Privilégier des stratégies de développement durable prenant en compte les intérêts

individuels et collectifs de tous contribuera à humaniser la mondialisation. La

mondialisation implique la coopération internationale. Nous ne pouvons réussir que si nous

voulons vivre ensemble et si nous sommes prêts à travailler ensemble ; nous devons investir

dans la coopération internationale. Cette coopération nécessite une volonté et une énergie

politiques et implique d'accepter le débat sur les bénéfices et les coûts de la coopération.
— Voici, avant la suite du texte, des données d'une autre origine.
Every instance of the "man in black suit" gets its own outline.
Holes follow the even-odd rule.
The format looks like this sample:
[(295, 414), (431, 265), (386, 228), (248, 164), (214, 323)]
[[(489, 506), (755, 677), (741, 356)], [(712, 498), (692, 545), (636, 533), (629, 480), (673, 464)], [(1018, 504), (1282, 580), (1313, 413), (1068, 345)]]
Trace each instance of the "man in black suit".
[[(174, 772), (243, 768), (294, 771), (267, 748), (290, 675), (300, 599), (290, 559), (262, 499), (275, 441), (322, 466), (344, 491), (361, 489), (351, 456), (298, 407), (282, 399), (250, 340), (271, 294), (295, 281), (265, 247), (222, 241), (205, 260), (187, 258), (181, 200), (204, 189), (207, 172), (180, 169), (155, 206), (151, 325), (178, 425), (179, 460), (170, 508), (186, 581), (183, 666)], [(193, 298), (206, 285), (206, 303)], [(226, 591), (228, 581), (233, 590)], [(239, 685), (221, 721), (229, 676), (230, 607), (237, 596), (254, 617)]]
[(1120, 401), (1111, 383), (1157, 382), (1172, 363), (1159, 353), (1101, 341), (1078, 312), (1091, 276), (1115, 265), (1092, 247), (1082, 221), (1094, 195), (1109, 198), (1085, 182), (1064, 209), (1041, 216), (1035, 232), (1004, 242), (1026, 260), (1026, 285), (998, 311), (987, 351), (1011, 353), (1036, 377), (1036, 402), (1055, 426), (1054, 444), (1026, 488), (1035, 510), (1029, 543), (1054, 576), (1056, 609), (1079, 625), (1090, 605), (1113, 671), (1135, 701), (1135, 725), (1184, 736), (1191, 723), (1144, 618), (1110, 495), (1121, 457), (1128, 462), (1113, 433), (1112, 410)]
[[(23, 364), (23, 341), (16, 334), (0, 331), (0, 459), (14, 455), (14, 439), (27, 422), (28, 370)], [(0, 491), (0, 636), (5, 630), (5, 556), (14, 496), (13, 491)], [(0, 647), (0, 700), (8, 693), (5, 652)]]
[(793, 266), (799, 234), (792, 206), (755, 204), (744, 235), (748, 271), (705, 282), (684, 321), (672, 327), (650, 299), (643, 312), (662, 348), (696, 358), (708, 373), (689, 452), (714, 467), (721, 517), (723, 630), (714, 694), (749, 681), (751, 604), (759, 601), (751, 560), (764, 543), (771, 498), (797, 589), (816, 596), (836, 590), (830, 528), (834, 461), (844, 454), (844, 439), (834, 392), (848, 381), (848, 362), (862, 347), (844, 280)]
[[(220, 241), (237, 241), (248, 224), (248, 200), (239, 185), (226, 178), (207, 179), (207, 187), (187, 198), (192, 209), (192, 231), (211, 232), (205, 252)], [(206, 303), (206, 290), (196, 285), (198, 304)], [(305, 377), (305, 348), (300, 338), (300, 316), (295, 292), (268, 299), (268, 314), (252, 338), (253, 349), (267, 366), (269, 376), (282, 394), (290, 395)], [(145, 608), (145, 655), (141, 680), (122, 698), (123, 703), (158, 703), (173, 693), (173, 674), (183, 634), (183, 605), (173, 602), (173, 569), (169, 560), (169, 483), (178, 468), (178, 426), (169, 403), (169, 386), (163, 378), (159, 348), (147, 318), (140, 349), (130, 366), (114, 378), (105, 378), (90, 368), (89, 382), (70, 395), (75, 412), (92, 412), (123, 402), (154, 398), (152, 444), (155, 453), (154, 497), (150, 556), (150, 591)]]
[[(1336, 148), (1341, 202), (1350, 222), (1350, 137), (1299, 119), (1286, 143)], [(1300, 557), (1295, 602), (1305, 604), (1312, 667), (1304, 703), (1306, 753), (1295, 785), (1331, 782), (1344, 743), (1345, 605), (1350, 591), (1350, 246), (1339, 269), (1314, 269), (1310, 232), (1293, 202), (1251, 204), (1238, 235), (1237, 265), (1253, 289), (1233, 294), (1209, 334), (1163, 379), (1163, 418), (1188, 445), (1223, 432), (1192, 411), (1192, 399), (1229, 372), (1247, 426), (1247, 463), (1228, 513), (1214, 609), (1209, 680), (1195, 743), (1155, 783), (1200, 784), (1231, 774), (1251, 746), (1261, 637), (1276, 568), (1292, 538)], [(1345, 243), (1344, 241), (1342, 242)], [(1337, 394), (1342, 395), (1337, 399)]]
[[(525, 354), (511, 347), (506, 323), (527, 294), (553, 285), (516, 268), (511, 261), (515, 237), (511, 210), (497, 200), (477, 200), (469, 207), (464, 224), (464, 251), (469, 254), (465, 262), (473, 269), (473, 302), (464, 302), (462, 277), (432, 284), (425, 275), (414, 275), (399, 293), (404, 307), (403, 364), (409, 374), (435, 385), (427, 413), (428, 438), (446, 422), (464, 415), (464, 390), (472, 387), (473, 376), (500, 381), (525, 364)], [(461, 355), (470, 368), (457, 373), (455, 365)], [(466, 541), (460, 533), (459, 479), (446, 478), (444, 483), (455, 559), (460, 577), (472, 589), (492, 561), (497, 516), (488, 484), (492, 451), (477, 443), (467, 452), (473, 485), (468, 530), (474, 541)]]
Compte tenu de son impact potentiel sur les individus, nous devons politiser la

mondialisation — en d'autres termes, si nous voulons atténuer les impacts de la

mondialisation, nous devons compléter la logique d'efficacité du capitalisme de marché de

l'OMC par une attention renouvelée aux conditions dans lesquelles laquelle cette logique

pourrait favoriser le développement. Pour cela, nous devons nous rappeler que le commerce

n'est qu'un outil pour élever la condition humaine ; l'impact ultime de nos règles sur les

êtres humains devrait toujours être au centre de notre réflexion. Nous devons travailler

d'abord pour les êtres humains et pour le bien-être de notre humanité. Je veux croire que le

nouveau « Consensus de Genève » a le potentiel de réussir à contribuer au processus

d'humanisation de la mondialisation et d'établir davantage de justice et d'équité. Merci.